Similarly, Durham University were happy to confirm to us that hairs given to them for testing last year were probably from a leopard, but they can’t guarantee that the hairs were really found in woods in mid-Devon.
On the other hand, several tests on carcasses left with savage wounds after apparently being attacked by large predators have only turned up traces of fox DNA.
The victims had probably keeled over from natural causes before being pounced on by scavenging foxes – a cautionary tale that appearances can be deceptive in the world of big cat hunting.
Mr Minter said it’s not surprising that sightings are few and far between as the lynx, leopard and puma are all “stalk-and-ambush” predators who rely on stealth and wariness to survive and hunt mainly by night.
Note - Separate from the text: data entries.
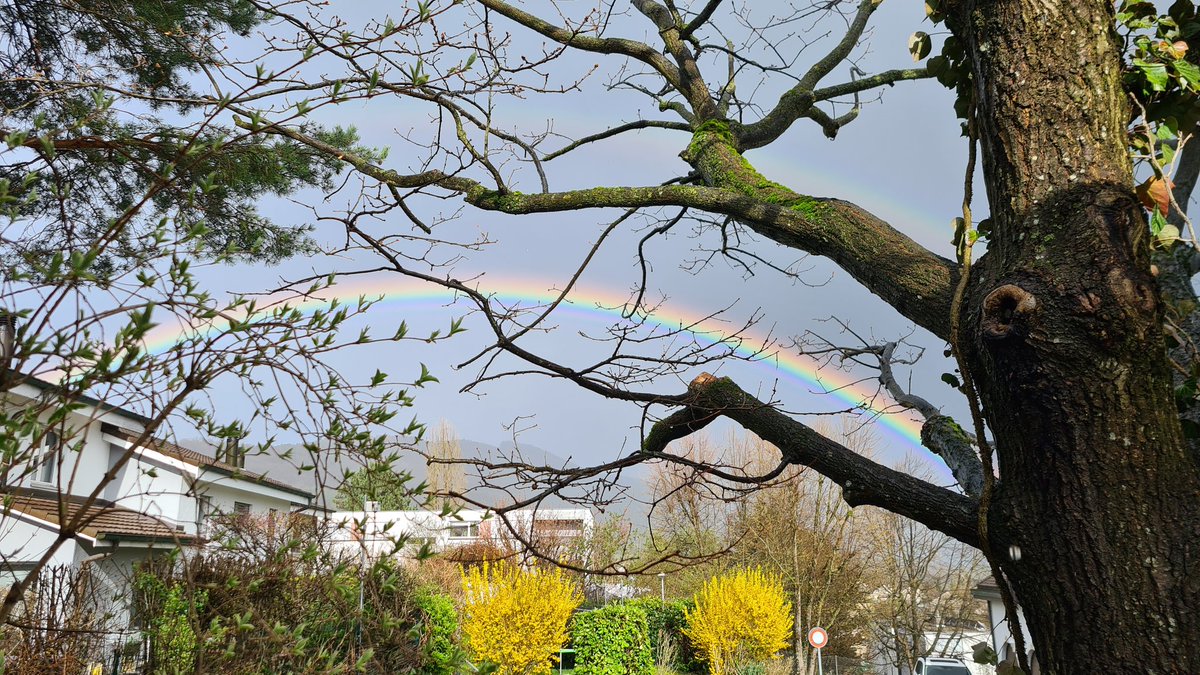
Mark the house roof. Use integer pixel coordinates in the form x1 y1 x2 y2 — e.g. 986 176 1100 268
0 490 196 543
101 423 313 501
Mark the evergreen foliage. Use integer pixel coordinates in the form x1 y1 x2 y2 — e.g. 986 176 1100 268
571 603 654 675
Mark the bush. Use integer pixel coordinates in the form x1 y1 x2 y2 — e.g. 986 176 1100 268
462 562 583 675
415 589 464 675
630 598 703 673
134 519 436 675
684 569 792 675
571 604 654 675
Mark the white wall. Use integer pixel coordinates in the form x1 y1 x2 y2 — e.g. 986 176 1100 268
103 443 196 534
193 477 297 515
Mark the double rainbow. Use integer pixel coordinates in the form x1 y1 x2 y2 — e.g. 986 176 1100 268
138 276 922 448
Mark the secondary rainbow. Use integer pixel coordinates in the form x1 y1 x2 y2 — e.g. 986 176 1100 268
138 277 922 448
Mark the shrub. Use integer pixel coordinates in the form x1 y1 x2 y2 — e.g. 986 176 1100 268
630 598 702 673
571 604 654 675
684 569 792 675
462 562 583 675
414 589 464 675
133 511 434 675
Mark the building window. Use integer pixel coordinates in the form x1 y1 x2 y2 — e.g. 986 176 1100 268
446 522 479 539
196 495 212 533
34 431 62 483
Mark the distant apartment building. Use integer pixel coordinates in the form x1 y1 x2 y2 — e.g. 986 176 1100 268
329 508 595 557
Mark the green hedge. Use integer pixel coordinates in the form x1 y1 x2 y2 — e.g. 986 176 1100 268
413 589 464 675
571 603 654 675
629 598 704 673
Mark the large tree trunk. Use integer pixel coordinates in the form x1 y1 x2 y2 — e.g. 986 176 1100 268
953 0 1200 673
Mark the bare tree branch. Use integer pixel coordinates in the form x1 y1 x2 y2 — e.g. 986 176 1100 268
643 374 979 546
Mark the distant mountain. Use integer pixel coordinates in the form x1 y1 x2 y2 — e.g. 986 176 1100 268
171 438 648 522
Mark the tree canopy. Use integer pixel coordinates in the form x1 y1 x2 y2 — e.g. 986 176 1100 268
5 0 1200 673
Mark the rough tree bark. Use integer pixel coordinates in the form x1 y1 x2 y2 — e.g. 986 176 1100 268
255 0 1200 673
952 0 1200 673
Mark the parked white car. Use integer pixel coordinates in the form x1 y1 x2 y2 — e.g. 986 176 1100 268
912 656 971 675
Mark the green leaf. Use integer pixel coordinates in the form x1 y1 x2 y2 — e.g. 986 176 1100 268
1171 59 1200 90
908 30 934 61
1133 59 1171 91
1150 209 1180 239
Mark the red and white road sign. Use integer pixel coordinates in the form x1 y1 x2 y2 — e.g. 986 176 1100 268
809 626 829 649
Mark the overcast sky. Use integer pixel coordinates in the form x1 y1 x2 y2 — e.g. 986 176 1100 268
180 0 985 494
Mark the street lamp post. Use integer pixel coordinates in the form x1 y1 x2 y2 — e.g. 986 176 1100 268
0 309 17 371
And the inconclusive evidence of attacks on farm animals doesn’t necessarily prove big cats aren’t out there either, he said.
“They can live on rabbits, mice and pigeons, and their natural prey are deer – which are abundant in many parts of this country. In fact, life is easier for these animals here than it would be in their natural habitat.
“Livestock kills are low. The numbers of consistent, good reports of livestock kills go up when you get cold weather. In fact, sightings in general go up at times of cold weather. This is a consistent pattern.”
There are a significant number of people who believe passionately that there are big cats living wild in the British countryside, and it is by no means the case that all of them are cranks.
Serving police officers in the Thames Valley and Lincolnshire have gone on record to say that they support the case for the existence of wild cats.
If the facts are as elusive as the animals, that is perhaps the nature of the beast.
But even enthusiasts who have spent their lives looking for big cats admit that there is a missing core of hard documentary evidence that they are breeding and living in groups in the wild.
That suggests that the government is right to be cautious about the extent of Britain’s big cat problem.